We ourselves create this technology for our dear and beloved
The human brain is the most complex object in the known universe

Thinking is the most amazing phenomenon of all that we observe in the world around us.

We have yet to be able to recreate it in any way. That is, to create AI (artificial intelligence).

But this task is the most important in the history of science.

Human digital immortality

Which is simpler - he recorded his consciousness on a removable disk or in general - in a laser beam - sent it to other worlds or transferred it to another medium. What is a body? Decay. What is mind? Infinity.

The issue of transferring the mind and creating to digital media has been haunting minds, perhaps, since the invention of the first calculators. The pioneer of the very concept of "digital immortality" in science fiction can be considered Stanislav Lem with his collection of philosophical essays "Dialogues", where in the sixth chapter, in the course of reasoning, he comes to the idea of a possible loading of human consciousness on a "brain prosthesis".

Excursion to the present: British futurist Ian Pearson, predicting the prospects for the digitalization of consciousness, said that even today the Playstation gaming system is capable of operating at the level of 1% of the capabilities of the human brain. And there are growth prospects. By the way, Pearson today is the most famous futurist with 85% of his forecasts hitting the bull's-eye. Ask, I recommend. The topic of digitization of the mind and the prospect of eternal life on electronic media received a new surge with the start of such a genre as LitRPG - with the help of a special capsule, the player's consciousness is immersed in the virtual world. And the first question that excites this consciousness is, should I not stay here forever?

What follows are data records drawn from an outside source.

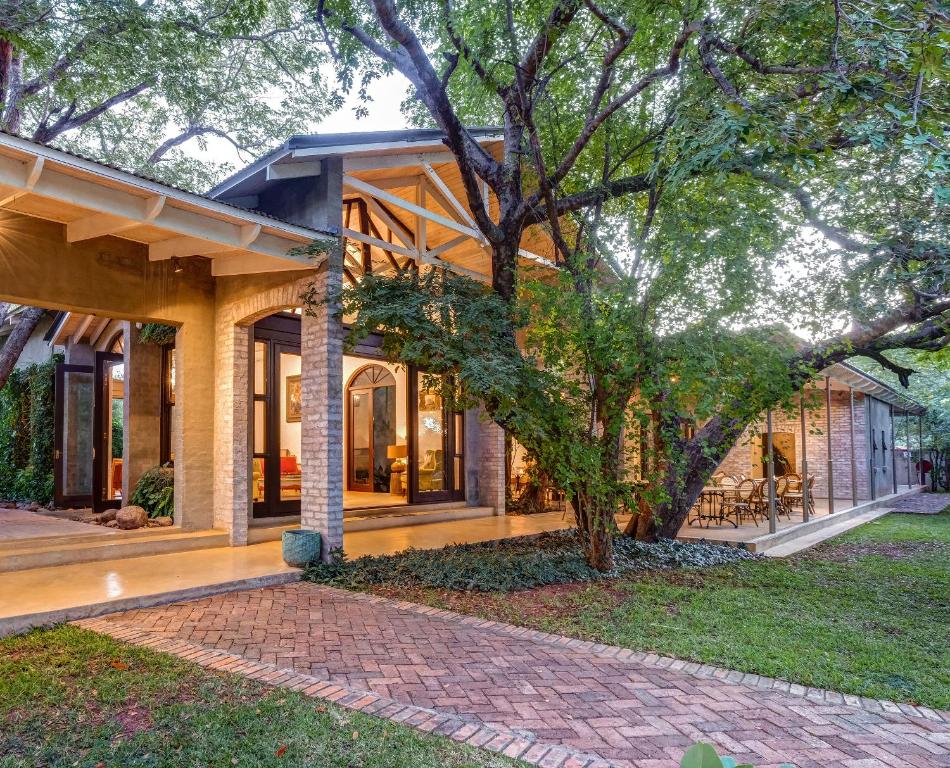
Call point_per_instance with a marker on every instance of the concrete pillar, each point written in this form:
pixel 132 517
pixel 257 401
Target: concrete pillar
pixel 194 407
pixel 142 409
pixel 232 430
pixel 321 346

Stanislav Lem - "The Star Diaries of Iyon Tikhokho", the story "The Fourteenth Journey". Richard Morgan - "Altered Carbon" - about the series based on this novel and other films on the theme of immortality, a review will soon be released on the "Kinoshnik" channel - come in, it will be interesting. Sergey Lukyanenko - "Line of Dreams" - the novel in 1996 was recognized as the best work of heroic and adventure fiction at the Sword of Rumata award

V. Vernadsky about death: “Undoubtedly, the hardest, most painful, most tragic thing in our life is the impossibility of our mind and feelings to come to terms with personal destruction, with the absence of personal immortality,” he wrote to his wife in 1889. And he added that religious customs often reflect a person's desire to overcome the longing caused by a premonition of the inevitability of parting with being. In his diary, he noted earlier: "I agree that, perhaps, there are certain pleasures delivered by faith, and a person who sincerely believes and has hope in the afterlife has some pleasure that I cannot have."

In the human brain (including the spinal cord and the entire nervous system) there are 86 billion neurons, forming about 100 trillion neural connections - and the structure they form is unique in each case. If scientists learn how to build computer models that reproduce these connections in great detail, they can be transferred from a deteriorating organism to a new medium. About how scientists are trying to make a person immortal by taking a digital copy from the brain, Phil Jackle, a cognitive neuroscientist from Norway, spoke in the Aeon magazine.

Will computer models of the brain make us immortal?